Nef E-values are calculated in two ways, termed dE0 and dE90. The dE0 values were derived from a model that considers only consensus versus mutant amino acids at each codon, while the dE90 values were derived from a model that considers all amino acid variants at each codon. The relationship between each standardized Nef function (SERINC3, SERINC5, HLA-I and CD4 downregulation, as well as TCR signalling alteration) and dE0 is presented in Table 3. Univariable analyses revealed that SERINC3 down-regulation (p < 0.0001), SERINC5 down-regulation (p = 0.038), and CD4 down-regulation (p = 0.046) were significantly, and negatively, associated with dE0 values. A negative coefficient indicates that an increase in that Nef function leads to a lower dE0 value (i.e. an increase in overall Nef fitness). Bivariate analyses indicated that the effect of SERINC3 down-regulation on dE0 was modified by HLA-I down-regulation and SERINC5 down-regulation, as these Nef functions changed the co-efficient of SERINC3 down-regulation by more than 10% (not shown). When adjusting for the effect of these Nef functions in a multivariable model (Table 3), only the association of SERINC3 down-regulation with dE0 remained significant (p = 0.002).

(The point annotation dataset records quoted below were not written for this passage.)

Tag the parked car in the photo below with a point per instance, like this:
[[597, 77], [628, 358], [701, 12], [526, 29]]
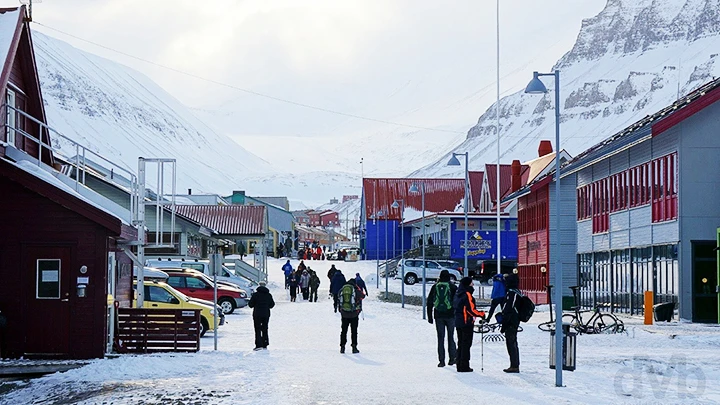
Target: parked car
[[488, 268], [162, 295], [228, 276], [198, 285], [413, 270]]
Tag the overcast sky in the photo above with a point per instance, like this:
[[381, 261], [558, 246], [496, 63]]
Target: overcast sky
[[428, 63]]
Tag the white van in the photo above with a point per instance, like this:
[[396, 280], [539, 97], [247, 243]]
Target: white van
[[228, 276]]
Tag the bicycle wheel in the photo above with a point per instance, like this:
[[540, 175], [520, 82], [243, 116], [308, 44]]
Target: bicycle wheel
[[547, 326], [605, 323]]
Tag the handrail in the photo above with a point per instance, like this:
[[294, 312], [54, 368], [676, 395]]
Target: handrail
[[80, 169]]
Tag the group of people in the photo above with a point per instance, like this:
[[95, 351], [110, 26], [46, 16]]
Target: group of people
[[303, 278], [453, 309]]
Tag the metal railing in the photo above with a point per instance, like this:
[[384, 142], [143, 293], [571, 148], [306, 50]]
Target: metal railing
[[79, 161]]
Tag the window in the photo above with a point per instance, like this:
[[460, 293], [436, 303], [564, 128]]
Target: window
[[176, 281], [158, 294], [48, 279], [11, 117], [195, 283]]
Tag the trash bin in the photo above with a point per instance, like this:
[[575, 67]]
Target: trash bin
[[664, 312], [569, 345]]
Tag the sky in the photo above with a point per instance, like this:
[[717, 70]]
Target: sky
[[414, 62]]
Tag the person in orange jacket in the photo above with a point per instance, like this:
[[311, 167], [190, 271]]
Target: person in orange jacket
[[465, 314]]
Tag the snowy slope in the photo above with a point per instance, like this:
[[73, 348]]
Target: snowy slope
[[122, 114], [632, 59]]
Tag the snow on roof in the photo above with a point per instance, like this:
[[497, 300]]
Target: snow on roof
[[53, 179], [8, 26]]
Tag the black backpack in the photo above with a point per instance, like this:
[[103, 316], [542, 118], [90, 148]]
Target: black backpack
[[524, 306]]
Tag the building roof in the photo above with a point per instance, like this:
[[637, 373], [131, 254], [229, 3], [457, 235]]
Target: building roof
[[649, 126], [440, 195], [228, 219]]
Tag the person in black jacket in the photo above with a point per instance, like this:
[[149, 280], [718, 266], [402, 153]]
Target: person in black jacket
[[465, 314], [510, 322], [440, 302], [261, 303]]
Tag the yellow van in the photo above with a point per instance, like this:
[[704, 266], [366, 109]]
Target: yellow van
[[161, 295]]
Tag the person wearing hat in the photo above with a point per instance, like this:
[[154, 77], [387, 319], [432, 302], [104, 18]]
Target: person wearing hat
[[261, 303], [465, 314], [440, 301]]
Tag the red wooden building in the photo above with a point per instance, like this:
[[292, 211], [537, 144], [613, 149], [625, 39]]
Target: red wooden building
[[53, 241]]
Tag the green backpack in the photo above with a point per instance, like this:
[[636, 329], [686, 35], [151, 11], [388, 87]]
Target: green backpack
[[442, 297], [347, 298]]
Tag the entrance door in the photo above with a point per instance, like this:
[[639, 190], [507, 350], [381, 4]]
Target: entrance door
[[47, 275], [705, 304]]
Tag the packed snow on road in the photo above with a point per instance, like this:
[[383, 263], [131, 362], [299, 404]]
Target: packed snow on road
[[397, 363]]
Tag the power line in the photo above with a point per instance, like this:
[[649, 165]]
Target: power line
[[255, 93]]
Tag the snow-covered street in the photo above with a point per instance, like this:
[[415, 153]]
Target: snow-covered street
[[397, 364]]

Table 3 Quantile regression models showing the relationship between each Nef function and E values

Consistent with the dE0 analysis, SERINC3 down-regulation (p = 0.0001), SERINC5 down-regulation (p = 0.003) and CD4 down-regulation (p = 0.020) were all significantly and negatively associated with the dE90 values in univariable analyses (Table 3). When adjusting for Nef functions that modified the co-efficient of SERINC3 down-regulation by more than 10% (HLA-I down-regulation and SERINC5 down-regulation), SERINC3 down-regulation remained a statistically significant driver of dE90 (p = 0.009) (Table 3).

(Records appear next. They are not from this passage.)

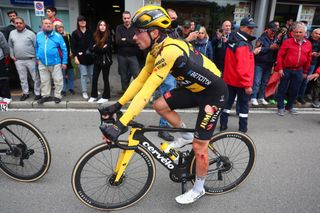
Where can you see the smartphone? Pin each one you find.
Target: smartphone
(197, 28)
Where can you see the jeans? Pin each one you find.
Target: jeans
(4, 82)
(23, 67)
(243, 105)
(105, 74)
(304, 83)
(86, 75)
(128, 66)
(261, 77)
(45, 75)
(168, 84)
(67, 80)
(294, 78)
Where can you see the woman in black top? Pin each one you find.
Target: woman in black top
(102, 50)
(81, 41)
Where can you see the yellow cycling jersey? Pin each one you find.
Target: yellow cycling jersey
(190, 68)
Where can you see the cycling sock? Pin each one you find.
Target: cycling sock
(198, 185)
(186, 135)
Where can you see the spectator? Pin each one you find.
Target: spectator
(51, 14)
(192, 26)
(219, 44)
(52, 56)
(186, 33)
(173, 29)
(170, 82)
(12, 14)
(263, 64)
(315, 42)
(315, 92)
(81, 41)
(276, 24)
(128, 64)
(102, 49)
(5, 95)
(22, 44)
(293, 62)
(202, 43)
(239, 72)
(68, 73)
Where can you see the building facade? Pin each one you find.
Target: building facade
(210, 13)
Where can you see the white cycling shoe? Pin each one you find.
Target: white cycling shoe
(180, 142)
(189, 197)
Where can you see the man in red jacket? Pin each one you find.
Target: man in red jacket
(239, 72)
(293, 62)
(315, 91)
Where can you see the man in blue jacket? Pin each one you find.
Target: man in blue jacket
(263, 63)
(51, 54)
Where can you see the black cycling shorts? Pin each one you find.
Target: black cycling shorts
(210, 101)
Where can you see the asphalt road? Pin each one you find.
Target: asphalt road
(285, 178)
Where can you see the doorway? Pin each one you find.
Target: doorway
(95, 10)
(285, 12)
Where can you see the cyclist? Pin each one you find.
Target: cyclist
(201, 86)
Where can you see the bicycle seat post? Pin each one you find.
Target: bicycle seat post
(183, 175)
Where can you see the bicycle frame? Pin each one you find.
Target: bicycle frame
(137, 137)
(5, 151)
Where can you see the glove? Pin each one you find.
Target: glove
(112, 132)
(109, 110)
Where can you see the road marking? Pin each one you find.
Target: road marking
(252, 111)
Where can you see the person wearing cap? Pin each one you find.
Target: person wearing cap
(263, 63)
(52, 58)
(81, 41)
(68, 73)
(22, 44)
(239, 72)
(51, 14)
(170, 82)
(5, 95)
(201, 86)
(128, 64)
(315, 42)
(219, 44)
(185, 32)
(293, 62)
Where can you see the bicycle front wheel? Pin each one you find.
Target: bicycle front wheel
(231, 158)
(93, 178)
(29, 157)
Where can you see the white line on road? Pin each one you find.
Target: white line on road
(252, 111)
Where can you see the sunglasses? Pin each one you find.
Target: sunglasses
(137, 31)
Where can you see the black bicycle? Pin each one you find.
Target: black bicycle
(24, 151)
(113, 176)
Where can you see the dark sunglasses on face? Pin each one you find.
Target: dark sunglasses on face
(137, 31)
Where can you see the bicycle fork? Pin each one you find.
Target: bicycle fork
(125, 156)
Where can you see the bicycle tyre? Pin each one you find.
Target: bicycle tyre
(36, 164)
(107, 196)
(241, 163)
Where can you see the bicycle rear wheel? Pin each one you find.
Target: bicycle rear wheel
(93, 178)
(30, 158)
(231, 159)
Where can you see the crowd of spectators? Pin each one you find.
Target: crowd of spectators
(50, 56)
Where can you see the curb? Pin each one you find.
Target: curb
(77, 104)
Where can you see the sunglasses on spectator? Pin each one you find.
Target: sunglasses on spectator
(137, 31)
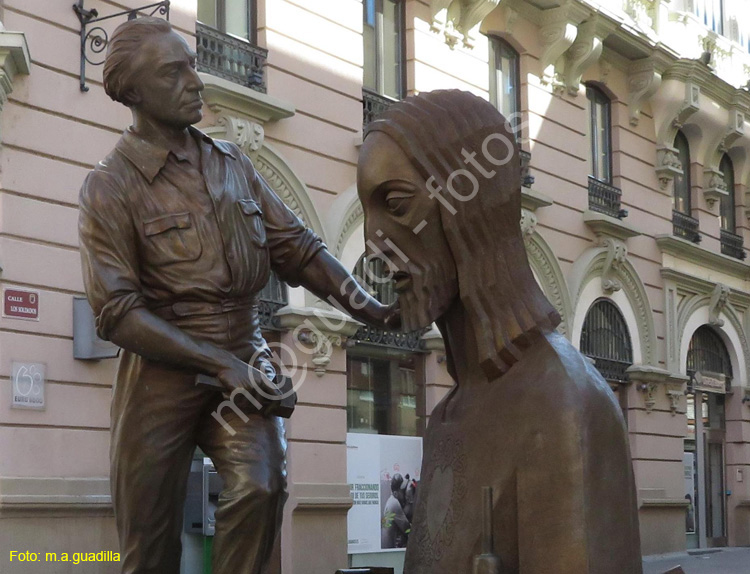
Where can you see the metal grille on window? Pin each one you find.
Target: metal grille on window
(707, 353)
(373, 276)
(606, 340)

Overall, SERINC3, SERINC5 and CD4 down-regulation were significant predictors of Nef E values, and this was consistent for both the dE0 and dE90 models.

Discussion

Here we studied 107 Nef isolates derived from early HIV-1 subtype C infection in order to explore the Nef sequence determinants of SERINC3 down-regulation and assess the contribution of SERINC3 down-regulation activity to viral load set point and rate of CD4 + T cell decline. We also explored the contribution of SERINC3 downregulation to overall Nef fitness, estimated for each sequence using a previously-described computational model [16].

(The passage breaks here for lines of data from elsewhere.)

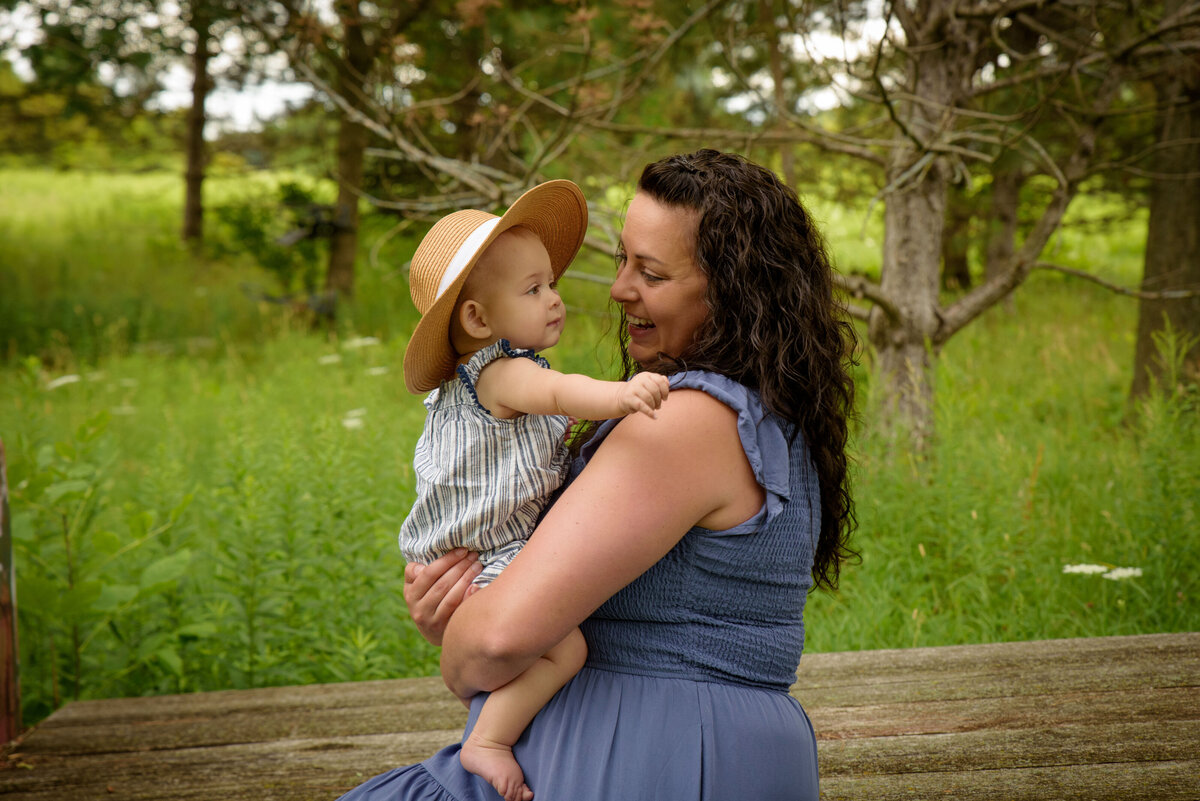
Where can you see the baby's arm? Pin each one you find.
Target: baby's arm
(510, 386)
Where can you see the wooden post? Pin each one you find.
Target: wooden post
(10, 687)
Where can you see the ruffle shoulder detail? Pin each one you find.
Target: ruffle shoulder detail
(469, 372)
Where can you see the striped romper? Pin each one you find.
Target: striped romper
(481, 481)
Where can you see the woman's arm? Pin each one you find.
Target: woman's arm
(648, 483)
(433, 591)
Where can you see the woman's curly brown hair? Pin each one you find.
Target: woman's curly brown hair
(774, 324)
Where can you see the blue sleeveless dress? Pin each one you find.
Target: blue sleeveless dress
(684, 694)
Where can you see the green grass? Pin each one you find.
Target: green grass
(214, 501)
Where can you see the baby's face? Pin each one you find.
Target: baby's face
(519, 294)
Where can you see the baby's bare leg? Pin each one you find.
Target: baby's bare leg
(487, 751)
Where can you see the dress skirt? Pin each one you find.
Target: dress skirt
(610, 735)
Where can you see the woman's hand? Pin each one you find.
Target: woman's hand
(433, 591)
(648, 483)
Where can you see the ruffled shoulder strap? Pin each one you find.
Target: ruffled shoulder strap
(469, 372)
(762, 437)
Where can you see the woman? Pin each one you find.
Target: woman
(685, 546)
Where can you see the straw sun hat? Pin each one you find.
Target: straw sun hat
(555, 211)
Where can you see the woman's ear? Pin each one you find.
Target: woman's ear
(473, 320)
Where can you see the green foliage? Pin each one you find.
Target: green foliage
(93, 265)
(228, 519)
(253, 223)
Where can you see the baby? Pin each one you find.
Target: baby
(492, 450)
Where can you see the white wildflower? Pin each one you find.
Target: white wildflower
(63, 380)
(1085, 568)
(353, 419)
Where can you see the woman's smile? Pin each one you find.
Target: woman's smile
(659, 284)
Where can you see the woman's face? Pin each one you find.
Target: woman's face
(659, 283)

We undertook a Nef sequence-function analysis revealing 30 naturally occurring polymorphisms at 15 different Nef codons that were associated with differential ability to down-regulate SERINC3. Consistent with previous work on Nef clones from HIV subtypes A, B, C and D [13], most of the natural polymorphisms affecting SERINC3 internalisation function were located in the N-terminal domain. This pattern was not previously observed for SERINC5 down-regulation, where the residues associated with altered activity were more evenly distributed throughout the protein [12, 13]. Within the N-terminal domain, the strongest associations with altered SERINC3 down-regulation activity were located in the first 12 codons, suggesting that the SERINC3 down-regulation of Nef may be particularly affected by mutations in this region. Some non-consensus substitutions within this region (specifically at codons 5, 8 and 12) negatively affected SERINC3 but not SERINC5 down-regulation, as further confirmed by the mutagenesis experiments. On the other hand, non-consensus substitutions at codons 3, 9, and 10, which were linked to lower SERINC3 down-regulation activity here, have been previously associated with negative effects on both SERINC3 and SERINC5 down-regulation [12, 13]. Conflicting results exist for codon 11 in terms of selective or common effects on SERINC3 and SERINC5 down-regulation, where the consensus 11V is associated with higher SERINC3 down-regulation activity here and was previously associated with increased SERINC5 down-regulation activity in the same subtype C Nef clones [12], while non-consensus substitutions at codon 11 selectively negatively affected SERINC3 but not SERINC5 down-regulation in another study that included subtype A, B, C and D Nef clones [13]. Interestingly, conservation at residues 8–12 has been linked to lower HLA-I down-regulation ability [21], which suggests a possible trade-off between SERINC3 and HLA-I down-regulation functions or opposing effects of conservation in this region on these two Nef functions. Within the N-terminal domain, residues 32–39 have previously been reported to be critical determinants of CD4 down-regulation and SERINC5 down-regulation as well as key to viral infectivity and spread [26]. Here, we observed that substitutions at codons 32 and 38 negatively affect SERINC3 down-regulation, which together with the previous report [26] supports that mutations within residues 32–39 negatively affect multiple functions of Nef.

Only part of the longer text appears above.